Well, first and foremost, Happy Fall! It is officially Sept which means it is fall in my eyes. I love the fall. My first anniversary is coming up next month and I am very excited. My husband however won't be around to celebrate this time around. He'll be traveling, but after a wonderfully understanding conversation (with which I spent most of the time screaming through my tears) we decided to pick another day to celebrate and make it just as special. So it looks like I'll still get to gorge myself on year old wedding cake and drunk off champagne. All in all, a win win situation. Oh, and I'll be getting a gift to boot. (So will he of course. I've actually come up with what I consider to be a cute concept for a gift and quite creative considering its coming from me.)

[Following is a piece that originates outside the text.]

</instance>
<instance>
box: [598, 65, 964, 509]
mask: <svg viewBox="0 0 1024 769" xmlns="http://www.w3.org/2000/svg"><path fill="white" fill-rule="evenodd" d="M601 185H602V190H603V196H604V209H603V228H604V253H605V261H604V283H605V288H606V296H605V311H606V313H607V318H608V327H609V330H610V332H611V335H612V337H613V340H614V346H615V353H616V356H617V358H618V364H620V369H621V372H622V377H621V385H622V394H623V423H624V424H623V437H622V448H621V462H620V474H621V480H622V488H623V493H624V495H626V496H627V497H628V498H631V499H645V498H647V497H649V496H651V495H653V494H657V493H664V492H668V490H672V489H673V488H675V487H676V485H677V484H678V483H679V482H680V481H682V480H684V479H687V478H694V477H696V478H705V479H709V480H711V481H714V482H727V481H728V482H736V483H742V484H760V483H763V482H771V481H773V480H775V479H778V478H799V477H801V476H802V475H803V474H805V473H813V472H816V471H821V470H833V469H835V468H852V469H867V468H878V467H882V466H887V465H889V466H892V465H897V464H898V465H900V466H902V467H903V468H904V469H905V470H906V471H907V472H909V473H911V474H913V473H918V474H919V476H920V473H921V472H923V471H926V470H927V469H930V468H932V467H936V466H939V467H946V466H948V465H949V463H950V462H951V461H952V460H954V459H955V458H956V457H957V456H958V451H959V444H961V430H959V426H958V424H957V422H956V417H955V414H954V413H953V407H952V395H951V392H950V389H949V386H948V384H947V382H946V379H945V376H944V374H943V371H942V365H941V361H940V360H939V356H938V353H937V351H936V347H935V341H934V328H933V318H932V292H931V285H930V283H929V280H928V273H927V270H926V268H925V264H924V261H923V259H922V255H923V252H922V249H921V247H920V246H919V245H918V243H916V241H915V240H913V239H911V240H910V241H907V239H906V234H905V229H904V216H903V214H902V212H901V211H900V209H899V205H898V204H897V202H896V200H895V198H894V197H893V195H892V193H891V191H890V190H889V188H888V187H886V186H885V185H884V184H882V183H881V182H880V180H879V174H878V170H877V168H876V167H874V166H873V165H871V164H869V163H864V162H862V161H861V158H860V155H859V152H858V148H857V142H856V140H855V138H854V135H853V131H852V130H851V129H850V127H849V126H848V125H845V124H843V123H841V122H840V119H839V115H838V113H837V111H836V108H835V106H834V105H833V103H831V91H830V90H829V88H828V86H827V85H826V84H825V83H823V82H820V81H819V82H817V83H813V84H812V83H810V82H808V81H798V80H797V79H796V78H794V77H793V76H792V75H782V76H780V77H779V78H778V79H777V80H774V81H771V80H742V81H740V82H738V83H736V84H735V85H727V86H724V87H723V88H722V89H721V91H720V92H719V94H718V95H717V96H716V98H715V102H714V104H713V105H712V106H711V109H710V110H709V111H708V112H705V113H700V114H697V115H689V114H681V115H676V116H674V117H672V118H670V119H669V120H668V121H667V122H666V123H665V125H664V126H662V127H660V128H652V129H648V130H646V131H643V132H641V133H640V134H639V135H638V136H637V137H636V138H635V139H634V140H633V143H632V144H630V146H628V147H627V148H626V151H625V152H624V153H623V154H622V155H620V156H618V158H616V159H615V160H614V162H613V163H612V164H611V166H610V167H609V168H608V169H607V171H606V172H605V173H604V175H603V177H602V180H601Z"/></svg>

I've also started my yoga certification classes this week. Although my schedule seems demanding and 8 hrs of yoga intimidating, I feel I'm up for the challenge. I also feel its something I need to do. I need to find myself. There's another anniversary coming up - another year spent with anxiety. I learned last night that the practice of yoga is to 'still the mind, body and subtle body' and a quiet mind sounds good to me! It's a foreign concept to me to NOT have a thought racing through my head at all times (most of which are negative) and it must be pleasant to experience. I'm very much looking forward to that part.

I'm also hoping to kind of use this blog as a way to look back through my journey and see my progress. If I keep up with it, which again is not a strong suit of mine, it should be interesting to read. It reminds me of my 8th grade english class. We were asked to write our 25 year old selves a letter regarding our hopes and dreams and where we thought we would be at that (very far off) age. I never did wait until I was 25, more like 19) but the young idealist in me was SO far off from the reality of my life that is was laughable. I said that I hoped I was a vet because I thought my life's work was to save sick animals (meanwhile I'm so busy climbing the corporate ladder that I barely have time to take my own animals to the vet). By the way, I'm kidding about that last part. Not the ruthless, aggressive ladder climbing (well maybe a little!) but I take excellent care of my pets. My dog is my little buddy and in a close tie with my husband for the love of my life.

So in some way I'm hoping to track my life for the next couple of months and hopefully have some interesting things to report. It's time I stop being the reader, and try on character for size.